Everybody comes to Washington.
We get spoiled that way. When I moved here after college graduation, there was a steady progression of visitors through the living room of my first apartment, even before there was a couch for them to sleep on. So I got to see friends from home, high school, and college, many of whom I did not visit where they lived.
Similarly among my priest friends, many of whom I met during seminary or while working in Rome, the number is large of those whose visits I have enjoyed when they found reason to come to our city, but far smaller of the ones whose home or place of assignment was a guiding factor in my decision to visit them. Because here we have Catholic University, the Conference of Bishops, and the annual March for Life, plus other institutions and events, most of the priests I want to see come here sooner or later.
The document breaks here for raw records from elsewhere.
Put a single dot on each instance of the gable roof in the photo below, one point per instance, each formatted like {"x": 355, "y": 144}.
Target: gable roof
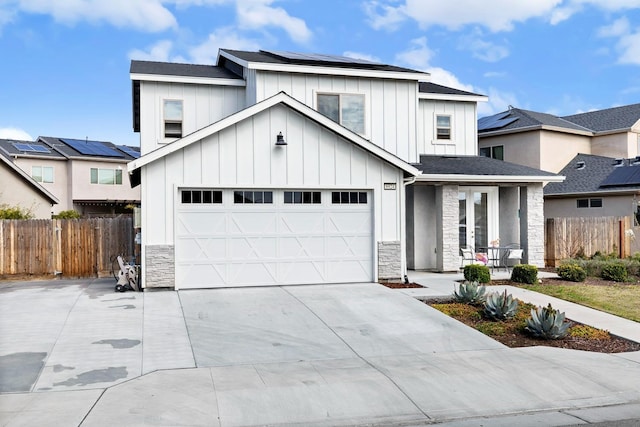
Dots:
{"x": 279, "y": 98}
{"x": 610, "y": 119}
{"x": 29, "y": 180}
{"x": 458, "y": 168}
{"x": 589, "y": 174}
{"x": 591, "y": 123}
{"x": 436, "y": 91}
{"x": 315, "y": 64}
{"x": 516, "y": 119}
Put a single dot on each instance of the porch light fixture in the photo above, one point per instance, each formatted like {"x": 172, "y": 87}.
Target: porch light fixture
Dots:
{"x": 280, "y": 140}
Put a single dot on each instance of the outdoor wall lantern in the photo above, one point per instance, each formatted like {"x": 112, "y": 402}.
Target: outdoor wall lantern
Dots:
{"x": 280, "y": 140}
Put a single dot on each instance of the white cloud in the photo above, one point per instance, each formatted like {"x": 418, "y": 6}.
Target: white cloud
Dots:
{"x": 363, "y": 56}
{"x": 256, "y": 14}
{"x": 158, "y": 52}
{"x": 15, "y": 133}
{"x": 628, "y": 44}
{"x": 226, "y": 37}
{"x": 145, "y": 15}
{"x": 382, "y": 16}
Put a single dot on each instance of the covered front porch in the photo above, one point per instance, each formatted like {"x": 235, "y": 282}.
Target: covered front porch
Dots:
{"x": 476, "y": 202}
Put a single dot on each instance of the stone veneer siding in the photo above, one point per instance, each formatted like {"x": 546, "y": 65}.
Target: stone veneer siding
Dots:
{"x": 389, "y": 260}
{"x": 448, "y": 208}
{"x": 160, "y": 266}
{"x": 532, "y": 217}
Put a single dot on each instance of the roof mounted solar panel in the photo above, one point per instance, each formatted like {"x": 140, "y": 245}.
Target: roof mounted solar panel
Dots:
{"x": 294, "y": 56}
{"x": 92, "y": 148}
{"x": 130, "y": 151}
{"x": 35, "y": 148}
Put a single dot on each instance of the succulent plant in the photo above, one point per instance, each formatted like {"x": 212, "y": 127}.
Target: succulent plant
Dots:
{"x": 547, "y": 323}
{"x": 470, "y": 293}
{"x": 500, "y": 306}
This has been a great joy to me, especially since my local roots are thin to nonexistent. I know a lot of folks in our parish routinely run into high school classmates at the grocery store or ball game, and have family whose distance away is measured in parishes, rather than states or even time zones, as mine are. It means I have to work a little harder to stay in touch. But an awful lot of that work is done for me by the city in which I live, which gives lots of reasons for those folks to be, at least briefly, within dinner distance.
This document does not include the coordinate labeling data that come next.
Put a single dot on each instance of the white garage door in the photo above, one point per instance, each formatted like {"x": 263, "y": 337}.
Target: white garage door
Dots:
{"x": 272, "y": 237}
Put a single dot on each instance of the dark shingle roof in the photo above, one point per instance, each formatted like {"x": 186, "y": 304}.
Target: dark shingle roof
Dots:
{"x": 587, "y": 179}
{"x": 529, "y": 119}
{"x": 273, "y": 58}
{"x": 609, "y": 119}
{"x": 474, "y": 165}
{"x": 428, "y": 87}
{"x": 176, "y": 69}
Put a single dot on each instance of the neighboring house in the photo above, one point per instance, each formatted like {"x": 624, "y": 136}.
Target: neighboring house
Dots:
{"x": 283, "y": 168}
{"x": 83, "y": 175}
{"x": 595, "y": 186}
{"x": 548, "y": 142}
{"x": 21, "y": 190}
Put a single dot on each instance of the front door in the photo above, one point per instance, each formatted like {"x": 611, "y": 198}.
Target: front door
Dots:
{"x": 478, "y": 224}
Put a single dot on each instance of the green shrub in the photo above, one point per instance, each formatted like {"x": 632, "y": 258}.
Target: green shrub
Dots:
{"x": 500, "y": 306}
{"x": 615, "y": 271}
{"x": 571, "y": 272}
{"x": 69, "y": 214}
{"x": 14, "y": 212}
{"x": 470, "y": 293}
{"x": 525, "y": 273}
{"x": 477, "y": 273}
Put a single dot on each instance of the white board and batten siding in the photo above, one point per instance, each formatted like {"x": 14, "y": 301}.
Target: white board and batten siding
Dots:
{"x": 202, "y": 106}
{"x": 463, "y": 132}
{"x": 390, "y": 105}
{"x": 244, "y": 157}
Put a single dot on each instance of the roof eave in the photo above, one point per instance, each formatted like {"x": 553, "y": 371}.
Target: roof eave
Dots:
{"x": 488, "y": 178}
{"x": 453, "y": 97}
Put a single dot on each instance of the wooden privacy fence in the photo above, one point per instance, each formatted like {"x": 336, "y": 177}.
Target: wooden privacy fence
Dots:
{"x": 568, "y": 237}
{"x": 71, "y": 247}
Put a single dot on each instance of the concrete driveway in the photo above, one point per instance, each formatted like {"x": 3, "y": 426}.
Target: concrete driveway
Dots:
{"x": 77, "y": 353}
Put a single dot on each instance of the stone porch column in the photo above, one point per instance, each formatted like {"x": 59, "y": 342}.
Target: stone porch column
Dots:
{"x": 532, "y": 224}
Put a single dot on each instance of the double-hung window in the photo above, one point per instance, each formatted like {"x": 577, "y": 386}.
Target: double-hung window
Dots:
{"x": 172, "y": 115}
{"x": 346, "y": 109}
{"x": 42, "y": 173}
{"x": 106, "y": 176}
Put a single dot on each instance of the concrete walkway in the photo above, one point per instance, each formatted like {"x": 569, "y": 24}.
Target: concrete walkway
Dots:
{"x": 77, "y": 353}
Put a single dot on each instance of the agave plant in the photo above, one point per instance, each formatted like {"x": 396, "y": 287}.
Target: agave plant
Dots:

The Pope came to Washington this week. Of course he did – isn’t that what the Pope does? It certainly has become the expectation in the few short decades since John Paul II’s historic visit in 1979, the first ever. When Benedict XVI came here three years into his pontificate, it seemed a natural thing for him to do as a “beginning” Pope. So last year when Pope Francis announced that he would be attending the World Meeting of Families in Philadelphia, almost everybody seemed to expect it as the most natural thing in the world that he, too, would pay a call on our nation’s capital, its leaders, and us – its people.
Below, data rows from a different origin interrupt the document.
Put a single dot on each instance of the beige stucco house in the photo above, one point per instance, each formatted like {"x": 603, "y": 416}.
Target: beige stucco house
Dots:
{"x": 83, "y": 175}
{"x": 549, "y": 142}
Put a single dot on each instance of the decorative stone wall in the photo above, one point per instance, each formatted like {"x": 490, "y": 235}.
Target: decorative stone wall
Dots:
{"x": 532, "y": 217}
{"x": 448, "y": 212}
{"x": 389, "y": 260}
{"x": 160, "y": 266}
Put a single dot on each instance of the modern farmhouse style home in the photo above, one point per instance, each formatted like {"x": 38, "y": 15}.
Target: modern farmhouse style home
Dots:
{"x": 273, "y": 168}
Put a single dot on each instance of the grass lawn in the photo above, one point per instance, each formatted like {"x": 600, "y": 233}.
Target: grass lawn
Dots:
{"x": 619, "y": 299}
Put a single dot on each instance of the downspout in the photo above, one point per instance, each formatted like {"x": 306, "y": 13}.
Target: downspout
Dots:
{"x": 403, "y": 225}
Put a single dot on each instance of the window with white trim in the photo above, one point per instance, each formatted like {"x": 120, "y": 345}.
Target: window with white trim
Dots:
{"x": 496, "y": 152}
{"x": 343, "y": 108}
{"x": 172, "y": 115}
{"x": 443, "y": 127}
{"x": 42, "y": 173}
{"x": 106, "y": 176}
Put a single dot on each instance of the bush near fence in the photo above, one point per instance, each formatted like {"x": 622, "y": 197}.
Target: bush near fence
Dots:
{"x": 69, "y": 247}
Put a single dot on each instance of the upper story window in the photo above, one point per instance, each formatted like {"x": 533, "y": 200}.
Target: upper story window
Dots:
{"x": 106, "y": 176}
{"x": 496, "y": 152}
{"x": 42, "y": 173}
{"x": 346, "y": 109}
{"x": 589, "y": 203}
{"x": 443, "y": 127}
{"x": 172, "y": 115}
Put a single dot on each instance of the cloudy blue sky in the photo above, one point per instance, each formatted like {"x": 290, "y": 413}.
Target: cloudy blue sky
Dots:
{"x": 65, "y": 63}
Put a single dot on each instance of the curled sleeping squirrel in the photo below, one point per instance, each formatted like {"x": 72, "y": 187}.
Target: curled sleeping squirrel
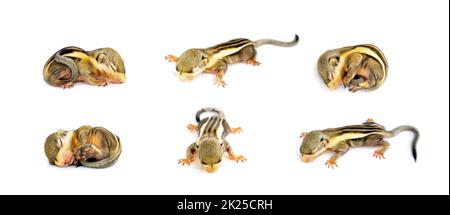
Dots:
{"x": 211, "y": 144}
{"x": 216, "y": 59}
{"x": 360, "y": 67}
{"x": 88, "y": 146}
{"x": 340, "y": 140}
{"x": 72, "y": 64}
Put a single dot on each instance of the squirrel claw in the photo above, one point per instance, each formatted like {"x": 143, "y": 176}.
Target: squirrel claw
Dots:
{"x": 379, "y": 154}
{"x": 331, "y": 163}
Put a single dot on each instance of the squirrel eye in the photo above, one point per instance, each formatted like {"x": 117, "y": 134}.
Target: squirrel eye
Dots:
{"x": 334, "y": 61}
{"x": 101, "y": 58}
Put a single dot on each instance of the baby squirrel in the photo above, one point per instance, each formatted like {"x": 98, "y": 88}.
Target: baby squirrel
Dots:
{"x": 72, "y": 64}
{"x": 88, "y": 146}
{"x": 216, "y": 59}
{"x": 211, "y": 144}
{"x": 356, "y": 67}
{"x": 340, "y": 140}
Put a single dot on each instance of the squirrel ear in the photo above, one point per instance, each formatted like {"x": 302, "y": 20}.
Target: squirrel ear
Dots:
{"x": 70, "y": 63}
{"x": 303, "y": 134}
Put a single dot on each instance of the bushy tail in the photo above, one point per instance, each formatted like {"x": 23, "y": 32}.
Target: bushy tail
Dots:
{"x": 402, "y": 128}
{"x": 109, "y": 161}
{"x": 211, "y": 110}
{"x": 294, "y": 42}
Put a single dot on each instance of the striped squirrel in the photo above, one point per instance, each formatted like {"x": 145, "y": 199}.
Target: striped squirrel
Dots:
{"x": 72, "y": 64}
{"x": 88, "y": 146}
{"x": 340, "y": 140}
{"x": 216, "y": 59}
{"x": 211, "y": 144}
{"x": 356, "y": 67}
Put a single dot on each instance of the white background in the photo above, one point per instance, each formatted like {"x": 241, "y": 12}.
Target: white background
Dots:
{"x": 273, "y": 103}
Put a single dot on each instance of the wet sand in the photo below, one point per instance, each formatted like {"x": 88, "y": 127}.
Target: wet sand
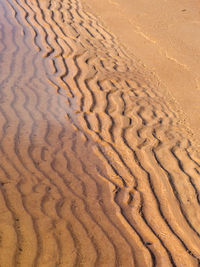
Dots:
{"x": 95, "y": 169}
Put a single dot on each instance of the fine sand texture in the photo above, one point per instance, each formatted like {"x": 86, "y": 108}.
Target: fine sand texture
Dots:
{"x": 165, "y": 36}
{"x": 94, "y": 168}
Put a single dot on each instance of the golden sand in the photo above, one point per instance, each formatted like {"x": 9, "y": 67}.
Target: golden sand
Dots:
{"x": 94, "y": 168}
Coming precisely according to these expectations, and so soon – seven years! – after the last papal visit, this could hardly be considered a surprise. Nonetheless, even for a city so accustomed to visiting dignitaries and big events, as well as the opportunities and inconveniences they bring, this one tested us. And even hardened as we are to celebrities and power players in our midst, Washingtonians manage to get pretty excited about the Pope being here.
This combination of experience with the ability to get excited makes us metro-Washingtonians pretty good hosts, whether for our college roommate accompanying his kids on a school trip, or for the Successor of Peter himself.
Because the Pope came to Washington, I got to see friends and acquaintances whom I would otherwise not. One of the priests who came from the Vatican to assist the Holy Father’s Master of Ceremonies is a friend and classmate. Of course, there was not much time for a visit, but we did enjoy working together during the Mass and its rehearsals. Priest friends here for the Papal visit from North Carolina, Florida, and Alabama made time for us to get together. And two priests whom I had not seen since seminary made contact too, one to stay in our rectory, one for help with a ticket.
Of course I was pleased, but not surprised, because sooner or later, if even only to see the Pope, everybody comes to Washington.